By Ben Sheard
A researcher, effective teacher and expert in her field, Anna McAlister is an assistant professor in advertising + public relations at the College of Communication Arts and Sciences. She also is a professor of two courses in the MSU Strategic Communication program: CAS 828: Persuasion Techniques for Working Professionals and CAS 829: Evaluation Techniques for Working Professionals.
Originally from Australia, McAlister has an extensive background in children’s research, specifically the influence of advertising on their health and diet choices.
Her passion for this field attracted her to MSU, where she could continue her research while teaching. When MSU StratCom started in 2017, McAlister quickly became an integral part of the program.
“I had been doing some online teaching ... and I was very aware that there was a perception out there among some folks that online teaching are fake programs,” she said. “This program [MSU StratCom] was set up to offer the best-of-the-best to graduate students who are typically a little more demanding that undergraduate students."
For McAlister, this meant creating coursework that could fit into students’ busy lives, all while maintaining the accessibility and ease of discussion that could be found within an in-person class setting.
“I feel like I am in conversation with adults who are thinking deeply with the course content,” she said, of the MSU StratCom students she teaches. “The students are so highly engaged and you can have really interesting discussions with them, whether it’s on the phone, Skype or through discussions boards.”
In her course on persuasion, CAS 828, McAlister and her students examine political messages, advertisements, health and education. Here, students learn the ins and outs of what it means to be a persuasive communicator.
According to McAlister, students gain crucial insights into the reasons behind their established means of persuasion.
"I often get feedback from students saying that even if they come in with experience already, they feel more confident when they leave," she said. "They now know why and how people use persuasion techniques."
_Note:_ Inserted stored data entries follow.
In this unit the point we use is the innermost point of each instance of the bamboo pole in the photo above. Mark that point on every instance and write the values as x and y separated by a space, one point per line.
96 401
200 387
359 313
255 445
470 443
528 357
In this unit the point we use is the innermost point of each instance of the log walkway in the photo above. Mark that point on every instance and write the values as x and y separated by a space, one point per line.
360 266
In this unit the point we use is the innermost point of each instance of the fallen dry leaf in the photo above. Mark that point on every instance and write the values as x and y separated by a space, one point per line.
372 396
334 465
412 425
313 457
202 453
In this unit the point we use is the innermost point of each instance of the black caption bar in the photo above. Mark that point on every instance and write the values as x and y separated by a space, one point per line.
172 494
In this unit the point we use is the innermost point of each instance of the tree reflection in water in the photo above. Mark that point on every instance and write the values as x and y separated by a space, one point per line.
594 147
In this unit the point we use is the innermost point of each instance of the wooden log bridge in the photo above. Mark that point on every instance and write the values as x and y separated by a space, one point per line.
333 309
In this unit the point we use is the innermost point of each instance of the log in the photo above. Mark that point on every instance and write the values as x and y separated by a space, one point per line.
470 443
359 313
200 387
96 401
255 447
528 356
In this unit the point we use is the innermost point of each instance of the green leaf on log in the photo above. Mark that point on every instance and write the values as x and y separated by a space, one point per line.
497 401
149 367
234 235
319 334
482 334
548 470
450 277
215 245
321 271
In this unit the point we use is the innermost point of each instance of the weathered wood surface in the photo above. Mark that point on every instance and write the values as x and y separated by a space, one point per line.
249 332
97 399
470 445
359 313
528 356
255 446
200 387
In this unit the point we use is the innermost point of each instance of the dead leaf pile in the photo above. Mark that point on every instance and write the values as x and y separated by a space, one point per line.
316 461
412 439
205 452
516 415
The other course McAlister teaches, CAS 829, is one of the five core courses required in the MSU StratCom program. The course focuses on research and statistics.
“It’s an important topic to study because we are exposed to research findings all the time,” she said. “What’s nice and empowering about this course is that students will gain an understanding of where research findings come from.”
Within the course, McAlister teaches students about how to spot poor quality research, as well as how to design and create their own research projects.
“This not only gives students invaluable experience, but also provides them with an understanding about the research they may see their colleagues conduct,” she said.
Like other classes in the MSU StratCom program, McAlister’s coursework ties into broader techniques of communication and persuasion.
“This is important for communication is because one of the most effective ways to argue your point is to back it up with statistics,” she said.
When thinking on her teaching as a whole, McAlister largely finds joy through the positive impact good professors can have in their students’ lives.
“I want to be approachable and help students feel confident,” she said. “Giving people an education provides people with a confidence they can carry with them the rest of their lives.”